PIA National Calls on Congress to Defund Federal Insurance Office Study of Insurance Regulation

The National Association of Professional Insurance Agents (PIA) is calling on the new 112th Congress to pass legislation to defund a study of insurance regulation currently slated to be conducted by the new Federal Insurance Office (FIO), and to repeal the mandate granted to the FIO to make recommendations to Congress regarding insurance regulation based upon that study.

Published on January 20, 2011

“Federal bureaucrats should not be conducting a study on whether or not their own powers should be expanded, and then making recommendations to Congress based on a study that they alone conducted,” said PIA National Executive Vice President & CEO Leonard C. Brevik. “Having the FIO report on, as the law currently states, ‘the costs and benefits of potential federal regulation of insurance across various lines’ creates an inherent conflict of interest. It assures a biased result because it asks federal regulators if they believe in federal regulation. Of course their answer will be ‘yes.’ Congress needs to defund this Trojan horse for federal expansion and encroachment.”

“The scope of authority of the FIO is strictly limited by law,” Brevik said. “The legislation creating it clearly states, ‘Nothing ... shall be construed to establish or provide the office or the Department of the Treasury with general supervisory or regulatory authority over the business of insurance.’ That authority remains where it belongs – with the states – despite the current attempt by the Obama Administration to expand the FIO into an insurance policy-setting body, which exceeds its mandate.”

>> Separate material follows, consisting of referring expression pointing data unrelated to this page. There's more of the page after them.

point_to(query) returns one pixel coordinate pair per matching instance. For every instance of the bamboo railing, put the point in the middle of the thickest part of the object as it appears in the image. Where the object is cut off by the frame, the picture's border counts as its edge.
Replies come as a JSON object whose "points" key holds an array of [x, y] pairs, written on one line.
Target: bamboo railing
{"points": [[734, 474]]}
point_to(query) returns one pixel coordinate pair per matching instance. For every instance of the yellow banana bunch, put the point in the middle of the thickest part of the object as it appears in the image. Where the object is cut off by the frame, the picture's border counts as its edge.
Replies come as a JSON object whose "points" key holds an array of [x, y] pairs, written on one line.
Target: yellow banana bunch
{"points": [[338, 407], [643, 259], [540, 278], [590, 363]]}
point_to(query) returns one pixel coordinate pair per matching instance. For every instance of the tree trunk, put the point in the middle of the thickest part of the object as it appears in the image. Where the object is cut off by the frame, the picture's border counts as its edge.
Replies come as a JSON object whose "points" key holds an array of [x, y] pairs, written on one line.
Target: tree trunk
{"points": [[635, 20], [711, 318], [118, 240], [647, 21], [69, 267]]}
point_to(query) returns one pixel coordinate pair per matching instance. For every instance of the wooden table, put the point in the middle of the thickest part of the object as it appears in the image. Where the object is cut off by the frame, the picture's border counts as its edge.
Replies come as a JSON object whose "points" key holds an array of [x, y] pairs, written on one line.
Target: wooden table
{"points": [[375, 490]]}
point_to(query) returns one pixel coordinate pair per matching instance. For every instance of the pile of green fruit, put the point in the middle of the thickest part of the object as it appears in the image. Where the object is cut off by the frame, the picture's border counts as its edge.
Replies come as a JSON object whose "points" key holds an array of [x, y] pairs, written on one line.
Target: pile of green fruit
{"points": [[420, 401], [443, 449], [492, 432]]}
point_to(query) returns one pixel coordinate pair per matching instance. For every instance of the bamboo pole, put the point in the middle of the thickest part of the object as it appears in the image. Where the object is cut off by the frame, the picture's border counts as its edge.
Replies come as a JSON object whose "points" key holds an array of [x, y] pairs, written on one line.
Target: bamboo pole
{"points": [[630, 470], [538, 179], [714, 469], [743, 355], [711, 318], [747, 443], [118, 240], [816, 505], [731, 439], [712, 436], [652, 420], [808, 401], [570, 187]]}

The FIO is meant to serve as an information resource for policymakers and to coordinate international insurance agreements. But despite the legislative prohibition against the office acting as a regulator of insurance, Treasury Deputy Secretary Neal Wolin has put forward an interpretation that would vastly expand the office’s activities beyond Congressional intent.

Speaking to stockbrokers in London on November 17, 2010, Wolin said that the Obama administration believes the new financial services reform law gives it the power to monitor the insurance sector and coordinate and develop federal policy on major domestic and international insurance issues. He added that through the FIO, “the federal government will work toward modernizing and improving our system of insurance regulation.”

“This is exactly what Congress did not want the FIO to do when it prohibited it from getting involved in insurance regulation,” said PIA National President Fred Thomas. “It is clear that the Obama Administration is claiming an overly broad mandate for the FIO that is in direct conflict with the law.

That’s why it is critical that this office not be permitted to conduct studies and make policy recommendations to Congress, because it is clearly biased and will recommend that a vast new federal insurance bureaucracy be created. Congress needs to nip this in the bud right now.”
Brevik added that any study needs to be objective in order for it to be credible.

“Rather than having those with a predetermined point of view conduct a study that produces preordained conclusions, any federal study of insurance regulation should either be conducted by a nonpartisan entity such as the Government Accountability Office (GAO), or not at all.